Thursday, September 16, 2010

When you stop wanting the marshmallow and enter nirvana

There is a classic psych experiment done by Walter Mischel starting in the late 1960s, that asked little kids, three and four years old, to sit in a room with a marshmallow and not eat it. If they could avoid eating it for the allotted time, on the order of 20 minutes, they would be given two, count 'em, two marshmallows. Some could, some couldn't. The kids in the original study have been tracked and those who could earn more, stay married longer, take fewer drugs, etc., all things you would associate with being able to delay gratification.

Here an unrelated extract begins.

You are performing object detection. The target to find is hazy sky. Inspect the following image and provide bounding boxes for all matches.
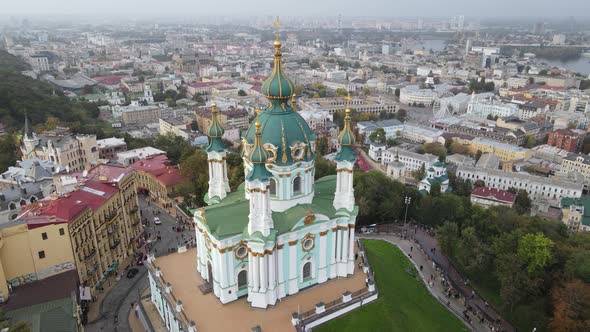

For a while Mischel and subsequent researchers thought the delayed gratification trait was inherent, genetic, developmental, whatever, but eventually shifted to believe it can be taught. Those kids who, at this early age, whether in school, by their parents, or on their own, had learned coping mechanisms for delaying gratification, were able to pass the test, so to speak. Some hid from the marshmallow. Some ignored it. Some stared at it and talked to it. Different kids had different strategies.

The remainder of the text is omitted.